La crise financière,
en poussant les banques à devenir
plus restrictives dans l’octroi du
crédit peut avoir renforcé ce
mouvement. Le ralentissement du
pouvoir d’achat du revenu cette
année devrait également contribuer à
l’amplifier.
L’investissement en logement des
ménages reculerait
L’investissement des ménages
reculerait dès le deuxième trimestre
après avoir stagné au premier.

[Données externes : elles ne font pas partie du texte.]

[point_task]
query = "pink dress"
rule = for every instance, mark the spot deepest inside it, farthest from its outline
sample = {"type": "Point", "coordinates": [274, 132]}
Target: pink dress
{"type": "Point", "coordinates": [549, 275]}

Les
données concernant les mises en
chantier sont certes fragiles en
raison d’un changement de méthode de
collecte, mais leur recul est si
marqué que sa réalité paraît assurée
; en outre, les stocks de logements
neufs invendus ont dépassé leur pic
de 1992 et le nombre de transactions
s’est franchement affaissé depuis la
fin de 2007 ; enfin, les prix
immobiliers semblent plafonner et
les taux des crédits immobiliers ont
légèrement augmenté depuis l’été
dernier. Le retournement de
l’investissement en logement des
ménages est désormais engagé en
France, même si une incertitude
demeure quant à son ampleur.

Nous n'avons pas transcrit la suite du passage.